Sollten in Nordrhein-Westfalen – wie vom Antragsgegner in der mündlichen Verhandlung ausgeführt – keine reinen Ausleihbibliotheken mehr existieren, würde es sich bei der von der Antragstellerin vorgetragenen Bestimmtheitsproblematik ohnehin nur um ein Scheinproblem handeln. Sollte diese Einschätzung des Antragsgegners nicht zutreffen, sind die von § 1 Abs. 1 Nr. 11 Bedarfsgewerbeverordnung erfassten öffentlichen Bibliotheken trotz der Verwendung von unbestimmten Begriffen in § 47 und § 48 Abs. 4 bis 6 des Kulturgesetzbuchs NRW jedenfalls mit Hilfe des ursprünglichen Gesetzentwurfs zuverlässig in dem Sinne bestimmbar, dass nur solche öffentlichen Bibliotheken erfasst werden sollen, die die gesetzlich in § 47 und § 48 Abs. 4 bis 6 des Kulturgesetzbuchs NRW beschriebenen Funktionen in einem so nennenswerten Umfang anbieten, dass wegen der deswegen dort möglichen Erfüllung des zu erwartenden Nutzungsbedürfnisses an Ort und Stelle eine Öffnung an Sonn- und Feiertagen gerechtfertigt erscheint. Dass eine konkretere Beschreibung der von § 1 Abs. 1 Nr. 11 Bedarfsgewerbeverordnung erfassten öffentlichen Bibliotheken, die jedenfalls reine Ausleihbibliotheken und sonstige Bibliotheken nicht einschließen soll, die etwa aus räumlichen Gründen keinen genügenden Anreiz für eine nennenswerte sonntägliche Nutzung an Ort und Stelle bieten, angesichts der Vielgestaltigkeit der im Land vorhandenen öffentlichen Bibliotheken abstrakt-generell im Verordnungswege ohne eine starre und kasuistische Aufzählung möglich wäre, ist weder ersichtlich noch von der Antragstellerin aufgezeigt. Zudem hat der Antragsgegner in der mündlichen Verhandlung für den Senat nachvollziehbar ausgeführt, die Regelung habe in der Praxis bei der Umsetzung vor Ort bislang nicht zu Problemen geführt. Ein relevantes Missbrauchspotential besteht schon mit Blick auf die Kosten sonntäglicher Bibliotheksöffnungen sowie die strikte Rechtsbindung der öffentlichen Bibliotheksträger nach Art. 20 Abs. 3 GG nicht. Die Gefahr sachlich nicht zu rechtfertigender Öffnungen trotz im Einzelfall fehlender Nachfrage ist vor diesem Hintergrund so sehr zu vernachlässigen, dass mögliche Abgrenzungsschwierigkeiten im Einzelfall nicht den Schluss auf eine verfassungswidrige Unbestimmtheit rechtfertigen.

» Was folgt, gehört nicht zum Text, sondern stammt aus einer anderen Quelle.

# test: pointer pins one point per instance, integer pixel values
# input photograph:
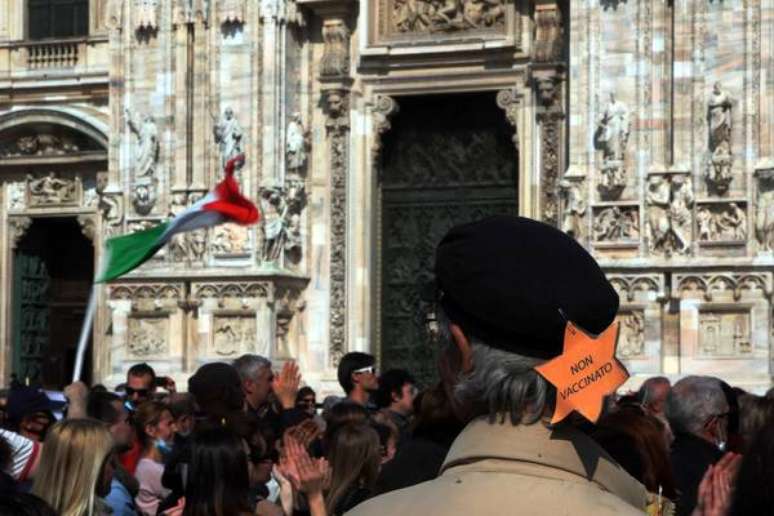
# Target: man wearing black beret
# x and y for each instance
(506, 288)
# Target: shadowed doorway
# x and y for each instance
(448, 159)
(53, 268)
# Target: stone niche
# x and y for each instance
(639, 338)
(725, 325)
(147, 323)
(233, 319)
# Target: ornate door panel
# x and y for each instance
(30, 325)
(448, 160)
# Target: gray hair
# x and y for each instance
(505, 383)
(694, 400)
(249, 366)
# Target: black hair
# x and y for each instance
(99, 406)
(24, 504)
(351, 362)
(753, 494)
(304, 392)
(391, 382)
(218, 478)
(142, 369)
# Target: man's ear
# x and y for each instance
(463, 345)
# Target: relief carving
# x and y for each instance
(573, 208)
(230, 240)
(40, 144)
(617, 224)
(51, 190)
(611, 137)
(228, 135)
(446, 15)
(631, 340)
(148, 336)
(669, 200)
(233, 334)
(724, 333)
(719, 106)
(17, 228)
(17, 194)
(721, 222)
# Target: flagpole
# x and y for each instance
(83, 342)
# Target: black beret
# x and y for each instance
(515, 282)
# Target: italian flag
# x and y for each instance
(223, 204)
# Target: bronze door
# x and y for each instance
(448, 159)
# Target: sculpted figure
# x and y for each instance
(228, 135)
(146, 154)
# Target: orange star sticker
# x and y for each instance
(584, 373)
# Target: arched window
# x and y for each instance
(57, 18)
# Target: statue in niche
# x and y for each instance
(732, 223)
(146, 155)
(719, 114)
(574, 208)
(296, 143)
(178, 247)
(50, 189)
(680, 212)
(228, 135)
(611, 137)
(144, 196)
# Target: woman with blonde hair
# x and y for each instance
(74, 468)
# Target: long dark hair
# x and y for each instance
(354, 458)
(218, 478)
(754, 490)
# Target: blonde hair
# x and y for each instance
(74, 454)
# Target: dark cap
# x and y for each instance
(217, 389)
(515, 282)
(26, 401)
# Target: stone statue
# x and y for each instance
(574, 208)
(764, 220)
(296, 144)
(51, 189)
(611, 137)
(719, 115)
(657, 199)
(680, 212)
(228, 135)
(733, 222)
(146, 155)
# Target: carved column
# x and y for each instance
(550, 118)
(334, 70)
(384, 108)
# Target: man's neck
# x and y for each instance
(359, 396)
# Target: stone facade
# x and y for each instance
(642, 128)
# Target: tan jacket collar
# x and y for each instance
(564, 449)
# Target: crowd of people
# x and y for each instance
(248, 439)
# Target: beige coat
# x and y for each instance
(502, 469)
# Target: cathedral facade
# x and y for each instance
(642, 128)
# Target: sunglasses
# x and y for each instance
(140, 392)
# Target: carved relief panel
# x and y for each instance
(724, 323)
(412, 21)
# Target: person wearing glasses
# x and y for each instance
(357, 376)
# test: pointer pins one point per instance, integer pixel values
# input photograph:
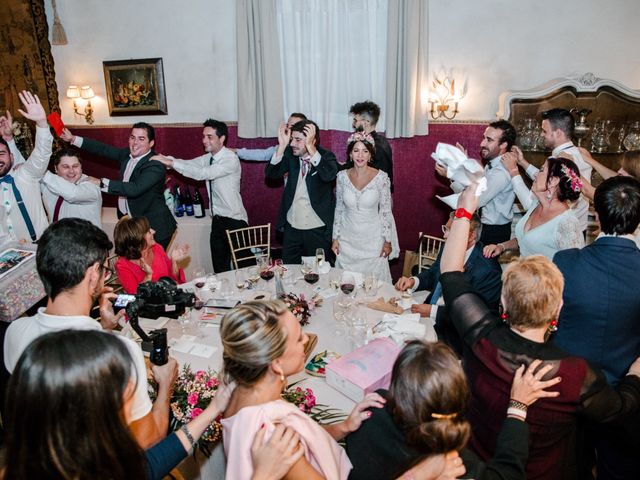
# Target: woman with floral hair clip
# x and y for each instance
(364, 231)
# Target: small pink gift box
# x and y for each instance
(364, 370)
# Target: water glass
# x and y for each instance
(319, 258)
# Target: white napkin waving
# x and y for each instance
(460, 169)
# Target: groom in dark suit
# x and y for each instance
(600, 318)
(141, 184)
(483, 273)
(308, 203)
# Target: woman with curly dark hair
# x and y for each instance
(550, 223)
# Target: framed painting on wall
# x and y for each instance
(135, 87)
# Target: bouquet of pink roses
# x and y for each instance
(300, 306)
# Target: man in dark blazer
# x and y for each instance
(483, 273)
(600, 318)
(365, 119)
(142, 182)
(308, 202)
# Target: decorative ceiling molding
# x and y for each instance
(580, 83)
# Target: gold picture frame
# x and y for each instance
(135, 87)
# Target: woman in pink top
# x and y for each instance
(141, 258)
(263, 343)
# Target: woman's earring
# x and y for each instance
(503, 314)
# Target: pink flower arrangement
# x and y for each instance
(300, 306)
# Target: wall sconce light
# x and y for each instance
(443, 94)
(86, 93)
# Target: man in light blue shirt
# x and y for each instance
(497, 200)
(265, 154)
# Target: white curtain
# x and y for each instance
(260, 104)
(333, 55)
(407, 68)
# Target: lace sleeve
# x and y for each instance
(337, 219)
(569, 233)
(384, 207)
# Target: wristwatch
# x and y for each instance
(462, 213)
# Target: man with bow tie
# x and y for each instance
(497, 200)
(308, 203)
(22, 216)
(220, 168)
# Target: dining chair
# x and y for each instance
(428, 250)
(248, 243)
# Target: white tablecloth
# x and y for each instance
(191, 230)
(321, 323)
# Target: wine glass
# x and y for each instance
(371, 283)
(241, 279)
(311, 275)
(254, 276)
(320, 258)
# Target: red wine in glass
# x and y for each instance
(347, 288)
(311, 277)
(267, 274)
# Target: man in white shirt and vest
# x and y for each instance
(220, 168)
(308, 202)
(22, 216)
(497, 200)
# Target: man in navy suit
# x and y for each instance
(308, 203)
(141, 185)
(483, 273)
(600, 319)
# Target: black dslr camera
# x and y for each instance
(157, 299)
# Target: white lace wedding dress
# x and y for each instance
(363, 222)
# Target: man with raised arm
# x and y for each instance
(22, 216)
(308, 203)
(220, 169)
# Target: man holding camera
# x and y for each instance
(71, 261)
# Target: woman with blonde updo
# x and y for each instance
(496, 347)
(263, 343)
(425, 415)
(550, 223)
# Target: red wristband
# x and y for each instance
(462, 213)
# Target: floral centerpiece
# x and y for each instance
(193, 391)
(300, 306)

Die Kostenentscheidung folgt aus § 154 Abs. 1 VwGO.

Der Ausspruch über die vorläufige Vollstreckbarkeit ergibt sich aus § 167 VwGO i. V. m. §§ 708 Nr. 11, 711 ZPO.

Die Revision ist zuzulassen, weil die Rechtssache im Hinblick auf die Frage, ob für die nachträgliche Einbeziehung einer inhaltlich unteilbar geänderten Fassung einer Norm in ein Normenkontrollverfahren die Antragsfrist des § 47 Abs. 2 Satz 1 VwGO zu beachten ist, grundsätzliche Bedeutung im

Sinne des § 132 Abs. 2 Nr. 1 VwGO hat.